IN 1865, William Booth left the Methodist ministry to preach as an independent evangelist in the slums of London's East End. Many converts were won, but they didn't feel "at home" in churches, so Booth set up Christian Mission Centers.
IN 1878, Booth adopted the name "The Salvation Army" for his organization. Missions became "corps"; members, "soldiers"; ministers, "officers"; and Booth himself, "General."
This "army" was furnished with uniforms, a flag, a brass band and martial music. It met in tents, theaters, dance halls and the outdoors.
At first, the army was persecuted by church people because it was so unconventional. Despite this persecution, the Army successfully attached social ills...hunger, homelessness and poverty.
Booth wrote a book called In Darkest England and the Way Out, which set a pattern for social welfare.
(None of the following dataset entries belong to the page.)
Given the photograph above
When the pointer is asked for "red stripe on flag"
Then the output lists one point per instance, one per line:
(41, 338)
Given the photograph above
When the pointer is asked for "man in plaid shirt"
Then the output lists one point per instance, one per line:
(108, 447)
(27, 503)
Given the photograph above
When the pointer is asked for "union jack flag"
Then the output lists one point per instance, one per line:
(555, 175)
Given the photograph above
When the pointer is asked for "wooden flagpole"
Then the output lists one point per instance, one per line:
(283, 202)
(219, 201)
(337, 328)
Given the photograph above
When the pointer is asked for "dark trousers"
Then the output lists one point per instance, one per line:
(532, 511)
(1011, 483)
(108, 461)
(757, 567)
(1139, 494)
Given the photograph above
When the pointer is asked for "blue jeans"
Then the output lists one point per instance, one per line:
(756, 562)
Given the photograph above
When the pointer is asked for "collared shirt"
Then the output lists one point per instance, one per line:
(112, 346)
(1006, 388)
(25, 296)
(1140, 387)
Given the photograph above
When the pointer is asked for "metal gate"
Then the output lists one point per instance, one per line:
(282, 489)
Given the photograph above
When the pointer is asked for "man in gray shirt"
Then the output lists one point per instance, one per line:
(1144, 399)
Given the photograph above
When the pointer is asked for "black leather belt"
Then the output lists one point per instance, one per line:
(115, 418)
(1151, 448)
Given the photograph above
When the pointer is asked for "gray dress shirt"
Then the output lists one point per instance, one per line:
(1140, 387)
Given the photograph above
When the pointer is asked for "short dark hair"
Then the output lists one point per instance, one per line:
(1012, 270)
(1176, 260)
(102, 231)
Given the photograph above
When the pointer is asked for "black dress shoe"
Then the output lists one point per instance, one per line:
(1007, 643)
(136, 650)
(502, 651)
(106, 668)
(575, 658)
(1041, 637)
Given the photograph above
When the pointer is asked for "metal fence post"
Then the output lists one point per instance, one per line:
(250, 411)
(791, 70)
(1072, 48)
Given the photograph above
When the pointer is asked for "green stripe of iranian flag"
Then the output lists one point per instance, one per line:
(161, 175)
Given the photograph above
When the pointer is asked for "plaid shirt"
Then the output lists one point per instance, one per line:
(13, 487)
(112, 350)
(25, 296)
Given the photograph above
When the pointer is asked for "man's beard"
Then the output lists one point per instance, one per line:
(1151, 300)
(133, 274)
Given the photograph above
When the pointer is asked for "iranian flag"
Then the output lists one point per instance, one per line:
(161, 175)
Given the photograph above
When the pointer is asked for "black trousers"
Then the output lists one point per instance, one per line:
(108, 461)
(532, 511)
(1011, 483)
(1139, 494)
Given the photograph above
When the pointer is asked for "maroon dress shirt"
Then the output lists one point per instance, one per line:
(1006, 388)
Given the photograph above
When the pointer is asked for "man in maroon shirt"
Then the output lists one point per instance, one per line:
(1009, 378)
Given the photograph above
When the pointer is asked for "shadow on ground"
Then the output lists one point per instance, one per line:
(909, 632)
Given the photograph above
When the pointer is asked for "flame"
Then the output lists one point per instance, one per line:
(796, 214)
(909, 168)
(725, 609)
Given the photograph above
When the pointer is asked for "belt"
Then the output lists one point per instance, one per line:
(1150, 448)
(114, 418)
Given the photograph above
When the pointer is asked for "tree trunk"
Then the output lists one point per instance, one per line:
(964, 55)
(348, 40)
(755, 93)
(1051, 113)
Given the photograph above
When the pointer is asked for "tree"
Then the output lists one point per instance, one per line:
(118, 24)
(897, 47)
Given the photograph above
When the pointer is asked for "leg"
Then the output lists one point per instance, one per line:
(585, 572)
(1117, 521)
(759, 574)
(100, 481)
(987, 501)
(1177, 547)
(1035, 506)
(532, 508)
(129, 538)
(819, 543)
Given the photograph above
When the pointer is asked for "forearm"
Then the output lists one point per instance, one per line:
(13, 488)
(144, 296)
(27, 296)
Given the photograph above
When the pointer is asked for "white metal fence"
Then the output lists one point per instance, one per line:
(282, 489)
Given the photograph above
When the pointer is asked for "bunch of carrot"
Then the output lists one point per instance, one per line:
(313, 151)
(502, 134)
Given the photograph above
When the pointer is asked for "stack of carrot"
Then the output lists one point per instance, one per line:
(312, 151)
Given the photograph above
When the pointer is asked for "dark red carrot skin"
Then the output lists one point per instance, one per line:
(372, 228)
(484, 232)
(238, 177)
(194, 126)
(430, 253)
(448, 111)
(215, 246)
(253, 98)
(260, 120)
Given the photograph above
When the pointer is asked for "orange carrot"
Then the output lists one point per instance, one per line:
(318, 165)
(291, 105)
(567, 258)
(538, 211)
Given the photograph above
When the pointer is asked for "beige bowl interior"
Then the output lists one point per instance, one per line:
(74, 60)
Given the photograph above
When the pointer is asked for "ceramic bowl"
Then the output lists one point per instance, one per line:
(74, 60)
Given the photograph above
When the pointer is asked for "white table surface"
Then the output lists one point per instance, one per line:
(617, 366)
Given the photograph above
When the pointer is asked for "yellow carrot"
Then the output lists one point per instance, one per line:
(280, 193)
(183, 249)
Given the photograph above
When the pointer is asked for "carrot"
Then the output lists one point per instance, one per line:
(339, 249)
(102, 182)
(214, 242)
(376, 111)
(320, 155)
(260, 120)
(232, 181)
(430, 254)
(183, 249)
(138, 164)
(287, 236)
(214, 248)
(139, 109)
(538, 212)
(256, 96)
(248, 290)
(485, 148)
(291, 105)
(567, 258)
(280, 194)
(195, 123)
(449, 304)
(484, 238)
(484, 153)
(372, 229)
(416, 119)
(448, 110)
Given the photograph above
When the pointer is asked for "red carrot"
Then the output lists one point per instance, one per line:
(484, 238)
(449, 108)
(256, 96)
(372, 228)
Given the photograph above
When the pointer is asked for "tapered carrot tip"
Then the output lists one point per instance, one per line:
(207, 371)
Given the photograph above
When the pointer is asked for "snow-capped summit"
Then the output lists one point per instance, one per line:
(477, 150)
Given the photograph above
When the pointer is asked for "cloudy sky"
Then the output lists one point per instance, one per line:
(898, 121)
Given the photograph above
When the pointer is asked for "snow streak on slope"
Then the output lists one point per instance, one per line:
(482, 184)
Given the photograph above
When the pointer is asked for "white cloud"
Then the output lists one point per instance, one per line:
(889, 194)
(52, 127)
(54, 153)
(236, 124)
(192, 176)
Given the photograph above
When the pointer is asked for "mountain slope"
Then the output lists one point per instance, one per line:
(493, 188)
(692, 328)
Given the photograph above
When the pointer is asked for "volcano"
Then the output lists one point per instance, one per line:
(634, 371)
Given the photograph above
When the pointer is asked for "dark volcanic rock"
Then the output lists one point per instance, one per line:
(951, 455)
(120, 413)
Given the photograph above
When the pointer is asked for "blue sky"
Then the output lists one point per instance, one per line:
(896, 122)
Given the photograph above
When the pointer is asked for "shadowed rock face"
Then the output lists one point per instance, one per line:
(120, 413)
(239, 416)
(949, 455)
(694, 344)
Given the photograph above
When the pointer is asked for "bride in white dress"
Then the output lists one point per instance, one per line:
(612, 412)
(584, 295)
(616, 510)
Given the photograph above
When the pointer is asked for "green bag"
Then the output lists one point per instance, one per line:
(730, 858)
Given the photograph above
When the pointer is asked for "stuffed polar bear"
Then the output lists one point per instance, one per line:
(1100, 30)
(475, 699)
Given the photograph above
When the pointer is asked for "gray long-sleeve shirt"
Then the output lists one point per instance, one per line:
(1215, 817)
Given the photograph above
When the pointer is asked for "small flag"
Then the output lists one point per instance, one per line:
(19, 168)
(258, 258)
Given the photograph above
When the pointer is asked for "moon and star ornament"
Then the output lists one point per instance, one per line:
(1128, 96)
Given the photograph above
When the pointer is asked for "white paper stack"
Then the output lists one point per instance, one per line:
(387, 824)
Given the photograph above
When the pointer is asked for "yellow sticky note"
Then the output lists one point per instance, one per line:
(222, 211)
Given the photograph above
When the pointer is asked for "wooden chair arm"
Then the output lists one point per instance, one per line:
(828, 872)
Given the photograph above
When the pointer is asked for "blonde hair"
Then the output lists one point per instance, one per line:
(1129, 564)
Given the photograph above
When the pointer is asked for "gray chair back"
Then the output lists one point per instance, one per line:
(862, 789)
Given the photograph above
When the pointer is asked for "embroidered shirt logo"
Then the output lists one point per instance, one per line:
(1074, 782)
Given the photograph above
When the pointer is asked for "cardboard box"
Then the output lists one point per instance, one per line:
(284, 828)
He proposed to deal with social problems using totally provate resources.
IN 1879, Eliza Shirley left England and held the first meeting of The Salvation Army in Philadelphia.
In 1880, Booth sent George Scott Railton and seven other Salvationists to officially begin work in New York City, by helping the poor and combining Gospel preaching with social work.
Army work soon began to spread rapidly around the world...to India, Austrailia, South America, Pakistan and many European countries.
BY THE EARLY 1900's, The Salvation Army had thousands of officers and soldiers in 36 countries.
Many special services emerged, such as women's social work (1884). the first food depot (1888), the first day nursery (1890), and the first Army missionary hospital (1901).
DURING WORLD WAR II, The Salvation Army operated 3,000 service units for the armed forces...and led in the formation of the USO.
Since World War II, the Army had continued its own worldwide program.
TODAY, The Salvation Army continues to work where the need is greatest, motivated by its faith in God and its love for all people!